Pasteur’s contribution was also a turning point in method. Jenner had relied on a natural observation, harvesting material from cowpox blisters found on animals. Pasteur created his vaccine in a laboratory, deliberately weakening a virus through controlled techniques. He proved that scientists could systematically modify pathogens to make them safe enough to use as vaccines. The CDC has described his work as “the beginning of the modern era of immunization.”
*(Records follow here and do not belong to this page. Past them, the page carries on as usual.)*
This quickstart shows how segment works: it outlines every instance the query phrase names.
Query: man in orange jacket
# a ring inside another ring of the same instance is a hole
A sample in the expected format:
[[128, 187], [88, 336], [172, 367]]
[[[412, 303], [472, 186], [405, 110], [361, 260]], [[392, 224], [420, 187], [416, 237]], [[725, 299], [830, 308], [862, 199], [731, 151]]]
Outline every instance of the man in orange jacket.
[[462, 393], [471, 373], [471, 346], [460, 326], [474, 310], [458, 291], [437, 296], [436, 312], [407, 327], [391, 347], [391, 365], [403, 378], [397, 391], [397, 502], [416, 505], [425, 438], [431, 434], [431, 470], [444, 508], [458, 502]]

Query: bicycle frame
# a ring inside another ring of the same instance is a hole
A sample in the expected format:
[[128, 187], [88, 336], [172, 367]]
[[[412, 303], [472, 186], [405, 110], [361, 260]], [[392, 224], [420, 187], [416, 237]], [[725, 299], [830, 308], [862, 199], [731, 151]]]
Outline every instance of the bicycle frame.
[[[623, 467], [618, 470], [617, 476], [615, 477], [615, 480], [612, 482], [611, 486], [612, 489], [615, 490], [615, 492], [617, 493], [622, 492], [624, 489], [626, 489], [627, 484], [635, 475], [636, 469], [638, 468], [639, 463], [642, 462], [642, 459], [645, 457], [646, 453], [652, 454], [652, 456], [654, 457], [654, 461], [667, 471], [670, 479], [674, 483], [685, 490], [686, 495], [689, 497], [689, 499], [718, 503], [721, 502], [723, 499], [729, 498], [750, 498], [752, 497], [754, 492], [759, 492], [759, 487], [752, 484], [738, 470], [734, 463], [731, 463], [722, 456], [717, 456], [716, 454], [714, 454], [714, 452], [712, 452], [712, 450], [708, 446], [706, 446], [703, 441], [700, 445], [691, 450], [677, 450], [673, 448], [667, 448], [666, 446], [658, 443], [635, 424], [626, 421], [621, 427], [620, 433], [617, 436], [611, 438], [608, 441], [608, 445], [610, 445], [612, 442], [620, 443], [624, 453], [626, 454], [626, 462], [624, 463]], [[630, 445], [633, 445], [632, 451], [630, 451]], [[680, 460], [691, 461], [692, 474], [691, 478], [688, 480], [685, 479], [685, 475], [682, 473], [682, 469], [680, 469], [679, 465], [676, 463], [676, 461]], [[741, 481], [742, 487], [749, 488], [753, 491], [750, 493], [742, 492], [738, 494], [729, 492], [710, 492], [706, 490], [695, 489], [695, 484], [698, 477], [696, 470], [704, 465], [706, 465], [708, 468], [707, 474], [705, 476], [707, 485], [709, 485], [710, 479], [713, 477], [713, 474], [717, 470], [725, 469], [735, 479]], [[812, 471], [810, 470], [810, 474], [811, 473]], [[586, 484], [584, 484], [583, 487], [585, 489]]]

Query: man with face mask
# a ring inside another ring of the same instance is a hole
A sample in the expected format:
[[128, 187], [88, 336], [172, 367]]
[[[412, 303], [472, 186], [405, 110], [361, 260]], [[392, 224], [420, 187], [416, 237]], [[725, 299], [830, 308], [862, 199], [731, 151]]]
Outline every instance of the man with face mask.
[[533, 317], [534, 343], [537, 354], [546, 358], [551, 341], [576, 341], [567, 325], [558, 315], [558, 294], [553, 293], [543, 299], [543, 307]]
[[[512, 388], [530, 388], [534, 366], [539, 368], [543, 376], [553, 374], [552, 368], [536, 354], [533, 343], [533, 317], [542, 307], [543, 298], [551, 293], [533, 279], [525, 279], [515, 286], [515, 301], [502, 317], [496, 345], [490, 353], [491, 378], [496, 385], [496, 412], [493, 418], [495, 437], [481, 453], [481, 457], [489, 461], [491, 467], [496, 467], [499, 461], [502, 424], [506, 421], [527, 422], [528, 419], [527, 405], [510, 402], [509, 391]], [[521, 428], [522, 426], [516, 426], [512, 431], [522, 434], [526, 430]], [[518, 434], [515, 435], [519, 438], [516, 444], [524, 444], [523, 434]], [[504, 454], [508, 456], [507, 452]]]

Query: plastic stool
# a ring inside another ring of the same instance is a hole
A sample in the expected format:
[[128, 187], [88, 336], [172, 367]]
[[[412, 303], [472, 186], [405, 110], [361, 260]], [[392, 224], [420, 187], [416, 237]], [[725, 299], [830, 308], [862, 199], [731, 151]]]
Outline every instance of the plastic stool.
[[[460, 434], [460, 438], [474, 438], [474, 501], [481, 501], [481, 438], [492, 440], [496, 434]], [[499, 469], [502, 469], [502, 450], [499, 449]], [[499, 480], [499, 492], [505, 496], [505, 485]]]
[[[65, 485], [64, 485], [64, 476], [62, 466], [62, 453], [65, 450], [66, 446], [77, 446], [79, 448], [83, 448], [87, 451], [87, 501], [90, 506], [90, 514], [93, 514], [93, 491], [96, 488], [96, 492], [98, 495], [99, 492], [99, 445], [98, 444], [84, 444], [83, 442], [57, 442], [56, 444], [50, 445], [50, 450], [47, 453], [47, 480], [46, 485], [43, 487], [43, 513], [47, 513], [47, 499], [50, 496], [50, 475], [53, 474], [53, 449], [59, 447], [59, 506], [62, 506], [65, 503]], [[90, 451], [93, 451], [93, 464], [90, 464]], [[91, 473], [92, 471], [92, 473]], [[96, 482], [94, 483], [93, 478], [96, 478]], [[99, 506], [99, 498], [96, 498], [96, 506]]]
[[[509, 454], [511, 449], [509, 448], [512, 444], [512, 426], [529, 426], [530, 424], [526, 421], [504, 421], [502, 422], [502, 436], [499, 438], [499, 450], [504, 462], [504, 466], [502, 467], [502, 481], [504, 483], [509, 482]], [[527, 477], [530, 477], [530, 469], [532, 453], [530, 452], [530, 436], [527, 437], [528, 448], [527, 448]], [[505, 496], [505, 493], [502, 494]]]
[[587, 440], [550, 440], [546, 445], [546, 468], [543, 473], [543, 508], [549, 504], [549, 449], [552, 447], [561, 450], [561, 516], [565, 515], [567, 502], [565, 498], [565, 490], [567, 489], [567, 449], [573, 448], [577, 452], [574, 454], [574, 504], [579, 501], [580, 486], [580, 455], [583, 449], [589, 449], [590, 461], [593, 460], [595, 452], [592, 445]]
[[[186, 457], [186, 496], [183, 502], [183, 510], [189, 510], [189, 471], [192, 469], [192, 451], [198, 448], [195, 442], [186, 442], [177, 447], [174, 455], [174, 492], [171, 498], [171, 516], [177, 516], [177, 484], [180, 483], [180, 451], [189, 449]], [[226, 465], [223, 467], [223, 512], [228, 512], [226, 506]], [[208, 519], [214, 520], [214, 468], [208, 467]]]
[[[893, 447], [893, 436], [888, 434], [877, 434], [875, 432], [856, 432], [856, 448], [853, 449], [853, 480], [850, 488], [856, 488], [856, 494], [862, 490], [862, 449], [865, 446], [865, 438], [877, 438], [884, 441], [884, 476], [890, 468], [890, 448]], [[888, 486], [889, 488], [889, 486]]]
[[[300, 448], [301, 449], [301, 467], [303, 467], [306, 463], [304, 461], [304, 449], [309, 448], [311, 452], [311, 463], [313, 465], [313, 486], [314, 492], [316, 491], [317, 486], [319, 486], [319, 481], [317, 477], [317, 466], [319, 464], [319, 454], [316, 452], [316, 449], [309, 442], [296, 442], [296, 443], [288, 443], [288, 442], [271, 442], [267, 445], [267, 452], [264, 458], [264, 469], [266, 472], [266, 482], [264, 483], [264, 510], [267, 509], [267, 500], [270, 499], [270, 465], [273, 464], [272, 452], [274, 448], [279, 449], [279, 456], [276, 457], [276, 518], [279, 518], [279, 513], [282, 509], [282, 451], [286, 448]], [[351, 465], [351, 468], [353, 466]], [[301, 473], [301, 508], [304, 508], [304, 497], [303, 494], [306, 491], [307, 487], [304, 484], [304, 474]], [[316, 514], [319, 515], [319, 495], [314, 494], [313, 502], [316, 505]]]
From First Vaccine to Eradication

Jenner’s smallpox vaccine launched nearly two centuries of increasingly organized vaccination campaigns. Countries began mandating smallpox vaccination in the 1800s, and by the 20th century, the World Health Organization coordinated a global eradication effort. The last naturally occurring case of smallpox was recorded in 1977. On December 9, 1979, a global commission certified that smallpox had been eradicated, and the 33rd World Health Assembly made it official on May 8, 1980, declaring: “The world and all its peoples have won freedom from smallpox.”

Smallpox remains the only human disease ever fully eradicated. Routine vaccination was discontinued after 1980 because the disease no longer existed in the wild, and the vaccine itself carried a small risk of serious side effects, particularly for people with weakened immune systems. The entire arc, from Jenner’s experiment on a single child to a disease eliminated from the planet, took 184 years.